Qu’il serait doux de suivre la draille en sa compagnie, de marcher à ses coté sous le grand parapluie de toile bleue, d’aller ensemble vers des pays inconnus, de coucher dans les “baraques” chaque soir renouvelées.

Et les trois soeurs, servantes de “baraques” dans la margeride où les hivers sont si longs, rêvaient à une destinée cheminante avec l’homme de leur rêve.

  A l’automne, quand les troupeaux reviennent de l’estive, les trois soeurs se retrouvaient à nouveau au col, dans l’espoir de voir passer Pierret, celui de leur amour silencieux.

                                                         ***

  Cette année-là, à cause du beau temps qui durait, l’estive se prolongeait; et puis, tout d’un coup, les gros nuages noirs, le froid et la neige.
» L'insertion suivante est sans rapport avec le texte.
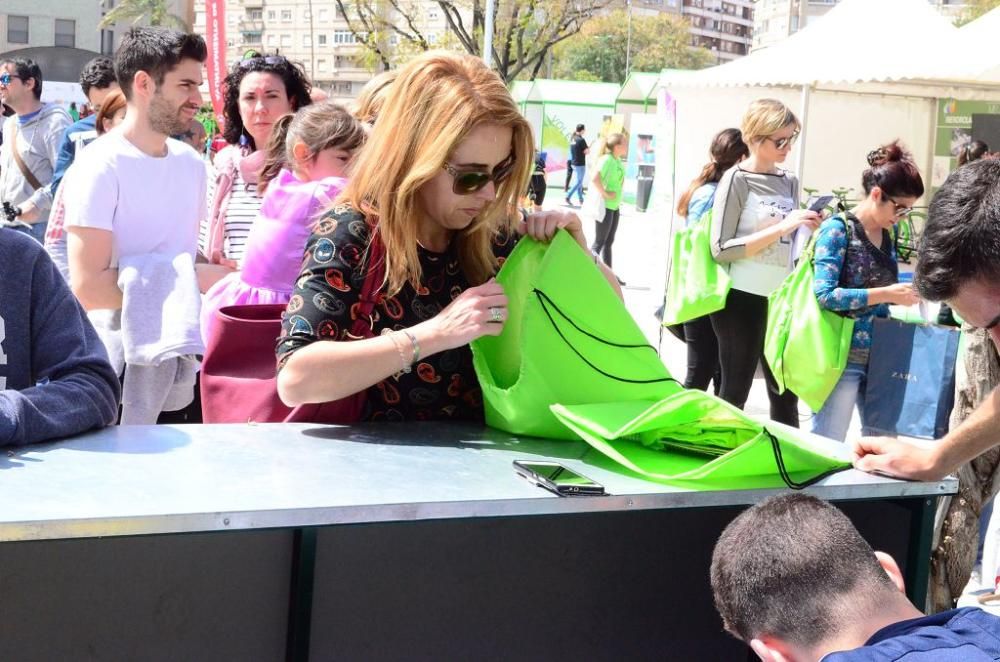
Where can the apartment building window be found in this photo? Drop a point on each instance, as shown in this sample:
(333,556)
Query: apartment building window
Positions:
(17,29)
(65,33)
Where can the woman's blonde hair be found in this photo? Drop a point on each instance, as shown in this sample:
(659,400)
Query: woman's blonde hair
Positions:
(764,118)
(437,100)
(372,98)
(611,142)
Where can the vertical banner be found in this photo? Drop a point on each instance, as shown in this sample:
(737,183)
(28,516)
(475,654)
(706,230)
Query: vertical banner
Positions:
(215,38)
Avec le vent du Nord, une véritable tourmente. Dans cette tempête inattendue, avec son troupeau en déroute, Pierret allait passer le col, risquant de perdre la draille que la neige recouvrait déjà.

  Alors les trois soeurs, comme si elles s’étaient mutuellement averties, se mirent à sonner la cloche de leur “baraque”, comme au plein de l’hiver.

  Celle de la Baraque des Bouviers semblait crier :

“- Pierret, mon Pierret! A la baraque, j’ai allumé un grand feu. Il sèchera ton manteau. Viens.”

  Dans le ciel que brassait le vent et où tournoyaient les flocons, celle de la Baraque de Boislong racontait :

“- A la Baraque de Boislong, à la Baraque de Boilong, la soupe de raves, celle qui réchauffe tout le corps t’attend. Je l’ai faite pour toi, Pierret! Viens te réchauffer à ma soupe de raves!”

  La cloche de la Baraque de la Motte appelait elle aussi :

“- A la Baraque de la Motte, les édredons sont de fines plumes. Qu’il est doux de se mettre dessous en regardant par la lucarne la trame blanche que tissent les flocons de neige lorsque le vent les précipite à l’horizontale.”

          Et les cloches de sonner, de sonner.

  Celle de Justine et celle d’Elisa; celle d’Aurélie.

  Leurs appels éperdus emplissaient le brouillard où la Margeride se noyait.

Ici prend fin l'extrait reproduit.